Prosecutors indict ride-hailing service executives

October 28, 2019

South Korean prosecutors Monday indicted the heads of Tada, a ride-hailing service, declaring the app-based business illegal.

Lee Jae-woong, chief executive of car-sharing app operator SoCar, and Park Jae-uk, chief executive of its rental car hailing service unit, Value Creators & Company (VCNC), will face a trial without physical detention on charges of running a transportation business without a license, the Seoul Central District Prosecutors’ Office said. VCNC operates Tada service.

An association of taxi drivers in Seoul filed a complaint against the two businessmen in February.

This February 2019 file photo shows Lee Jae-woong, chief executive of car-sharing app operator SoCar, speaking during a news conference in Seoul. (Yonhap)
Taxi drivers call for the suspension of ride-hailing startup Tada's operations during a rally in front of the National Assembly in Seoul on Oct. 23, 2019. (Yonhap)

This February 2019 file photo shows Lee Jae-woong, chief executive of car-sharing app operator SoCar, speaking during a news conference in Seoul. (Yonhap)

Tada was launched in October 2018 and has rapidly grown to become Korea’s leading ride-offering service. It operates mostly in the Seoul metropolitan area.

Taxi drivers claim that Tada threatens their livelihood and violates transportation law that forbids rented vehicles from offering rides in exchange for money.

Tada argues its business is within legal boundaries based on a written exception that specifically allows rented vans – or vans with 11 to 15 seats – to be offered with drivers.

The local taxi industry argues this is an arbitrary application of the rule, irrelevant to its original purpose of promoting tourism.

At issue will be whether Tada should be considered as a type of rental car service or an illegal taxi service operating without a license.

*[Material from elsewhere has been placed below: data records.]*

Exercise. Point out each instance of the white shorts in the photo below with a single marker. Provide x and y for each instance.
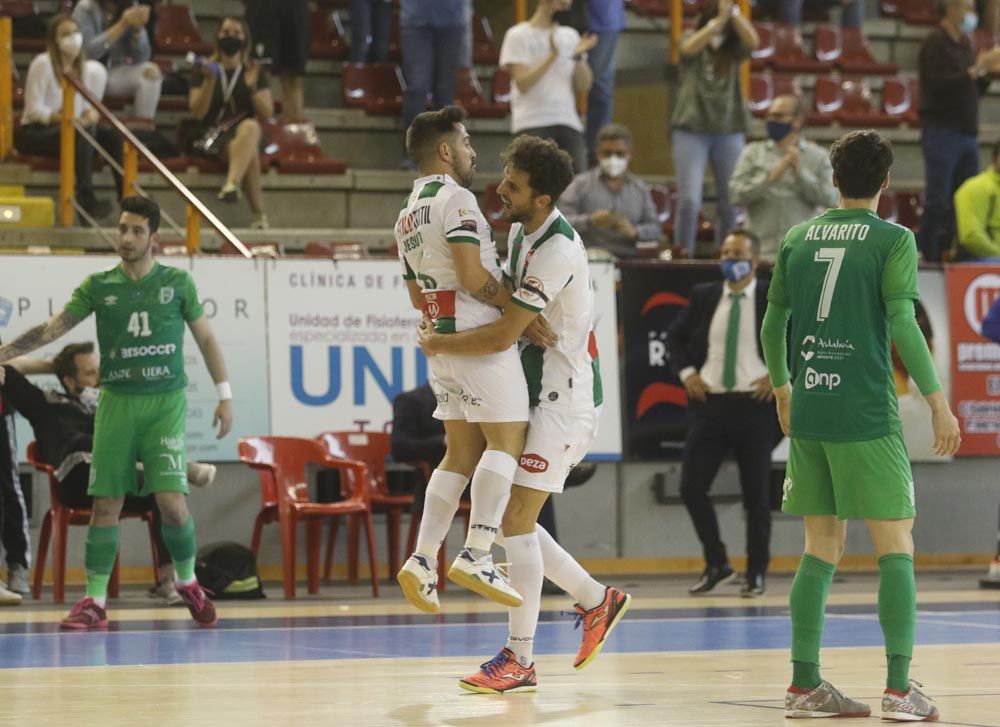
(557, 442)
(480, 388)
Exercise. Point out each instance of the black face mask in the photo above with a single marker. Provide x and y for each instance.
(230, 45)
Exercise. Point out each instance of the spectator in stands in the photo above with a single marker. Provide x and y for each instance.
(114, 33)
(710, 115)
(283, 30)
(63, 423)
(230, 95)
(606, 19)
(951, 81)
(371, 23)
(610, 207)
(548, 65)
(433, 35)
(977, 215)
(784, 179)
(40, 126)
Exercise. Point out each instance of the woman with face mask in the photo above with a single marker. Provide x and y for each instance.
(709, 119)
(230, 94)
(39, 131)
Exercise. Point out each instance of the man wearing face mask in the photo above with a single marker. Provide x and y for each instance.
(610, 207)
(781, 181)
(715, 351)
(952, 78)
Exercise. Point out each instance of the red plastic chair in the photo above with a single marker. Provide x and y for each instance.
(55, 528)
(177, 31)
(281, 462)
(373, 449)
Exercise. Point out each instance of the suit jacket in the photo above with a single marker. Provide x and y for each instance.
(687, 339)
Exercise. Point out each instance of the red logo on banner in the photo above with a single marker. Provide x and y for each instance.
(975, 361)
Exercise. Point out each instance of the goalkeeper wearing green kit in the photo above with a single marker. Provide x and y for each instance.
(849, 282)
(141, 309)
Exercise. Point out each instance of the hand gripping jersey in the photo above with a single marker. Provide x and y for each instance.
(836, 272)
(140, 326)
(549, 273)
(437, 214)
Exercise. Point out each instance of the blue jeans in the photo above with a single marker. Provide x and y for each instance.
(691, 153)
(600, 102)
(950, 157)
(371, 23)
(430, 62)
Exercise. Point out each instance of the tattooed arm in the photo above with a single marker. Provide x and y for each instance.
(39, 335)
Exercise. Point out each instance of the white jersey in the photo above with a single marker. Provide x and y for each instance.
(549, 273)
(437, 214)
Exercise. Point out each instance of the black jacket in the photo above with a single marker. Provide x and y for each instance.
(687, 338)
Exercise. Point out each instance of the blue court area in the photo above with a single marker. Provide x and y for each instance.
(235, 640)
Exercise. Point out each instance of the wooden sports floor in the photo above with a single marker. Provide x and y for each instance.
(345, 659)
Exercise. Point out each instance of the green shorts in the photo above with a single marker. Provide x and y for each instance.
(147, 428)
(869, 479)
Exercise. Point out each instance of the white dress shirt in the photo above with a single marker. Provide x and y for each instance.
(749, 366)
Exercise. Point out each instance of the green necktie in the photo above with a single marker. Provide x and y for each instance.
(732, 343)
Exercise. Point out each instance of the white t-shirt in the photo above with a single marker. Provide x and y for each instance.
(551, 101)
(436, 215)
(549, 273)
(43, 92)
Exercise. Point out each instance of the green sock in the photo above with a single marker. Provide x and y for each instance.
(182, 546)
(99, 559)
(807, 602)
(897, 612)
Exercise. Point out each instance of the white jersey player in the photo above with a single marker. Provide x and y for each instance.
(547, 271)
(452, 274)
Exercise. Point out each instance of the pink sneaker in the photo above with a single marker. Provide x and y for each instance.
(85, 615)
(202, 610)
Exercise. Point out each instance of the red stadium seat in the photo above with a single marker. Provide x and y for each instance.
(177, 31)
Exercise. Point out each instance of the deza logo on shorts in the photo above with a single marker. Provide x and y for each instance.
(816, 379)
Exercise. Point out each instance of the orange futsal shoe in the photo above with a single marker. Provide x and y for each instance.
(598, 623)
(501, 675)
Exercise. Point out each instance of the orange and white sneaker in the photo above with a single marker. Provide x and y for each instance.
(598, 623)
(501, 675)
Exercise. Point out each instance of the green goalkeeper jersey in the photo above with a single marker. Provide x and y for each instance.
(835, 273)
(140, 326)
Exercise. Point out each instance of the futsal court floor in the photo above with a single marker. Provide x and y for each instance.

“Tada users think they are hailing a cab, not renting a car,” an investigator at the prosecution office said. “The key of Tada’s service is a paid taxi service, not a vehicle rental business that comes with a driver.”

Tada said it will make clear in the trial that its service is a legal business that meets changing customer demands in the mobility industry.

“The world is changing in response to people’s demand and technological advances,” Tada said in a release. “We expect the court’s new ruling.”

Lee, SoCar chief executive officer, criticized the prosecution for turning a blind eye to the changing mobility industry and the government’s move to ease the regulations that apply to new technologies, such as artificial intelligence (AI).

“Korean laws allow (Tada’s) operation. Police said it doesn’t violate laws after its own investigation, and the transportation ministry didn’t prohibit our service for more than a year,” Lee wrote on his Facebook page. “(Tada) is a service with over 1.3 million users and 9,000 drivers, and applied one of the largest number of AI technologies in real life.”

On Oct. 7, Tada announced plans to raise the number of its vans to 10,000 from the current 1,400 and that of contract drivers to 50,000 from 9,000 by the end of 2020.

Its expansion plan drew strong backlash from taxi drivers, forcing Tada to temporarily suspend the expansion plan and participate in the government-organized debate on restructuring the taxi industry.